The Chevrolet Volt might as well be called the Soak, because at $32,500 after the tax credit takes 27 years to pay off the difference between the Volt and the Cruze, which the Volt is partially based on. That assumes the car is normally being driven beyond its electric range. However, if a Volt owner were to only drive within the electric range and gas were to go up to $5 per gallon, that drops to eight years.

Not the first time

In March of 2011, according to USA Today, released a similar survey calculating how long a hybrid model would take to pay off. Among other things, the survey found the average hybrid cost 17 percent more than the standard model.

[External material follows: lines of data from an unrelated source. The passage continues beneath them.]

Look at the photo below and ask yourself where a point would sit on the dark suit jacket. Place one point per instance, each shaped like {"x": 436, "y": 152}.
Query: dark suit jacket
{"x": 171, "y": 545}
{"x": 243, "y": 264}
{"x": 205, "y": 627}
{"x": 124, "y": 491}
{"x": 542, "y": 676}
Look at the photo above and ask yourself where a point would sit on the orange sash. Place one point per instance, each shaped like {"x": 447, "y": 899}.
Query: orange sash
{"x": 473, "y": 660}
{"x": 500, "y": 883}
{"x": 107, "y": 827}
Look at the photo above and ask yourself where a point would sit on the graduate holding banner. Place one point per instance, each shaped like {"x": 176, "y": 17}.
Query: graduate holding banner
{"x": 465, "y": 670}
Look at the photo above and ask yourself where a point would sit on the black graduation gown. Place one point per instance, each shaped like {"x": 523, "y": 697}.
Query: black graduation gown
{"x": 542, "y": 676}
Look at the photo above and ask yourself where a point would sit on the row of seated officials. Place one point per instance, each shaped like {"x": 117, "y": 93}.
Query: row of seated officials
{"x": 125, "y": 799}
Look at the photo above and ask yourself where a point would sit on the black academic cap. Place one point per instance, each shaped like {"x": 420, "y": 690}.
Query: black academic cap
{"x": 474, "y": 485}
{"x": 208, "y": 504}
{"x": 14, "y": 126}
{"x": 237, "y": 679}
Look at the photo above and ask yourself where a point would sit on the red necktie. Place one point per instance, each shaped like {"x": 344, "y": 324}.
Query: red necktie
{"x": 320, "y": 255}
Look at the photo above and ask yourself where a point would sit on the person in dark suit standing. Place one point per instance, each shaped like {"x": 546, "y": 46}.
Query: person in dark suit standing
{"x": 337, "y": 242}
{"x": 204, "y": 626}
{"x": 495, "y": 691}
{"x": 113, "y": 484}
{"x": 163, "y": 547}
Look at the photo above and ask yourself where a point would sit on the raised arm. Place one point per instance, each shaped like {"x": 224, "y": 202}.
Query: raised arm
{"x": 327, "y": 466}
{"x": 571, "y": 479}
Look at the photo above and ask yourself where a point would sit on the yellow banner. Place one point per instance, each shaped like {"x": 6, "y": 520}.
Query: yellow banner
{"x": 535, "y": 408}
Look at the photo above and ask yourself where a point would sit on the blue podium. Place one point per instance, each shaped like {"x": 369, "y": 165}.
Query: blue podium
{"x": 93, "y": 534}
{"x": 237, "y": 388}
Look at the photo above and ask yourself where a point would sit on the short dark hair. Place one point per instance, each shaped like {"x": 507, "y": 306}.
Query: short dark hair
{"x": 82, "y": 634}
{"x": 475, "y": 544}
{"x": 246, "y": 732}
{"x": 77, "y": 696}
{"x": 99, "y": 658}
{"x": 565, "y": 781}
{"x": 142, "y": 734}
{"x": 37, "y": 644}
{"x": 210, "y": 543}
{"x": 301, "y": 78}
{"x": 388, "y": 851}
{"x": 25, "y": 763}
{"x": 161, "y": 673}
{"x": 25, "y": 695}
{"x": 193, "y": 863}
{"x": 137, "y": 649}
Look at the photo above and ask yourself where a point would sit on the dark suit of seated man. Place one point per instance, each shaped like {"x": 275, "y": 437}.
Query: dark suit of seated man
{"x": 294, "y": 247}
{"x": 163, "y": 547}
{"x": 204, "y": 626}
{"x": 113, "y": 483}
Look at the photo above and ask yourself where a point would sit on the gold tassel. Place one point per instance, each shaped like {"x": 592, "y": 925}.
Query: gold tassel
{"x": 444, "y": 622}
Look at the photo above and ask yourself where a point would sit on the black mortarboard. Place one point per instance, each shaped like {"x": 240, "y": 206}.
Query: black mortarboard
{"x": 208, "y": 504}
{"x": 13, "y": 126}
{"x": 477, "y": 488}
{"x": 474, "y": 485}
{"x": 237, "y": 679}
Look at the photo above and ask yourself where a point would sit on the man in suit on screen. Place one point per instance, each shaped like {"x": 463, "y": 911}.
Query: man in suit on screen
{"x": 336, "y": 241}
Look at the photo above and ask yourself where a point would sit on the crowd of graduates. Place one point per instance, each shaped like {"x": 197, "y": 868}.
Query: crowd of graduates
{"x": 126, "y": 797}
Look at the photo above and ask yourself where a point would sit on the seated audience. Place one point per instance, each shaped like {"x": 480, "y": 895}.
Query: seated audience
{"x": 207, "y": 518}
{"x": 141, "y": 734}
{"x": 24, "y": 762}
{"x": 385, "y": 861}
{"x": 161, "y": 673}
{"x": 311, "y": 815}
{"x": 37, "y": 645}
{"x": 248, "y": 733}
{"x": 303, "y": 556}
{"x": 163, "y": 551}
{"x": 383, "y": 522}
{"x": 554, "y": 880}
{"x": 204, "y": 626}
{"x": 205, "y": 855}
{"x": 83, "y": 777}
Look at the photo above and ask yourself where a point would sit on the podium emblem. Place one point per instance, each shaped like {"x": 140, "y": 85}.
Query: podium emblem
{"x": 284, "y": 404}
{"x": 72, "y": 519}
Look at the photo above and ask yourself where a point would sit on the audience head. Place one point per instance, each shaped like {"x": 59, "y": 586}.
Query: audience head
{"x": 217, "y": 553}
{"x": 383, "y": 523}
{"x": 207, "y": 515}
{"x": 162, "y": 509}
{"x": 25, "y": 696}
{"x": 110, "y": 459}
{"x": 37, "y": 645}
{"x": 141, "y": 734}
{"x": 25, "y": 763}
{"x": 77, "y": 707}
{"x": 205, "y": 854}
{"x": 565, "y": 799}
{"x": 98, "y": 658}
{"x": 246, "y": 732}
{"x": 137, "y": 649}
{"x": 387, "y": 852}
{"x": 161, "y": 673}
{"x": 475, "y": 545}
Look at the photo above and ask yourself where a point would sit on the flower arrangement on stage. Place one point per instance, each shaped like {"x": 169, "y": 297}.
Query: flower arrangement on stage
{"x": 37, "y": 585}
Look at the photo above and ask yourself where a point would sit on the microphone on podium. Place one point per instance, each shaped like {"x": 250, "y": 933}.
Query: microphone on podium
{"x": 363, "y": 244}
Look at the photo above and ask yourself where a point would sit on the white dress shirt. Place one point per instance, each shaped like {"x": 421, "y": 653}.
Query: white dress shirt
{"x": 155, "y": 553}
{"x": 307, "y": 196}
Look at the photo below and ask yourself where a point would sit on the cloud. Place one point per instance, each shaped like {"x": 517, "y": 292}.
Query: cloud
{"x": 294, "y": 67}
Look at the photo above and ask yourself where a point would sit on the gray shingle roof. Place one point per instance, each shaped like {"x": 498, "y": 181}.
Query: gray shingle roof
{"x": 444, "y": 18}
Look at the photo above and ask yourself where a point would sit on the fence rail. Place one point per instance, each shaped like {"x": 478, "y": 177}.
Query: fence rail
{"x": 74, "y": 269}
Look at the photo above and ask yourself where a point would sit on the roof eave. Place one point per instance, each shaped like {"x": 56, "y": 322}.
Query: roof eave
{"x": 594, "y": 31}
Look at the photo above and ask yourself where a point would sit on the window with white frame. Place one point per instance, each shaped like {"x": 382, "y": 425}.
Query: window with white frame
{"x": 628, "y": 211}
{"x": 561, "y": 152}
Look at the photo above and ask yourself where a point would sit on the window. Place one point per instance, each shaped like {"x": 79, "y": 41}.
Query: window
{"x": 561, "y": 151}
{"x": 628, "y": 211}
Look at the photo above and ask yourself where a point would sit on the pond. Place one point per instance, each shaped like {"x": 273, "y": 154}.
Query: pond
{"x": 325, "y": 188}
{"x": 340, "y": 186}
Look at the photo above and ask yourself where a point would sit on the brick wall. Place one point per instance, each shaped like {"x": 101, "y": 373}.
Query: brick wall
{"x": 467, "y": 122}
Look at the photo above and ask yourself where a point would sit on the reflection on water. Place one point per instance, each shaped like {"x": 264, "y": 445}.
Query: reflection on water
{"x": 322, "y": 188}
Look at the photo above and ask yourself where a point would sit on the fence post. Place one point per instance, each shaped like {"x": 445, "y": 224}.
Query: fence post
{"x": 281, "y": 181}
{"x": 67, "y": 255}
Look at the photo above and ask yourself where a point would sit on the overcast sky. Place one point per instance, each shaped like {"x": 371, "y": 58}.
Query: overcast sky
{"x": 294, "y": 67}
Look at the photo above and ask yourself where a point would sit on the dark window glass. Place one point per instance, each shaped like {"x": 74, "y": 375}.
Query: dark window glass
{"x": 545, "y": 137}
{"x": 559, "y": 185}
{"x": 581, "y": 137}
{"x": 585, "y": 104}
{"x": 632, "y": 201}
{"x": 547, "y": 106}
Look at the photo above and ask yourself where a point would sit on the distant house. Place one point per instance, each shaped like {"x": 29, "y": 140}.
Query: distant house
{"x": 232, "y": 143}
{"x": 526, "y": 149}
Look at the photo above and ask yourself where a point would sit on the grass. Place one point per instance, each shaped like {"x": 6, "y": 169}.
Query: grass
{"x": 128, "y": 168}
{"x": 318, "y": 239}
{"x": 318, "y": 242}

Based on the average additional cost of $6,400 per hybrid, the survey calculated that gas would have to hit $7 per gallon for hybrid cars to start making economic sense.

Makes sense for some

In some cases it does make sense to opt for the hybrid. CarGurus’ survey found the Ford Escape hybrid and Toyota Camry hybrid, only slightly more expensive than the gas-only models, paid off the difference in price in a few years at $4 per gallon.

However, car makers are pushing the boundaries for fuel economy in standard cars and package options that boost efficiency, such as the Cruze Eco and the SFE package on the Ford Fiesta and Focus. According to Edmunds, there was only one car in 2010 that could get 40 miles per gallon. There are now nine.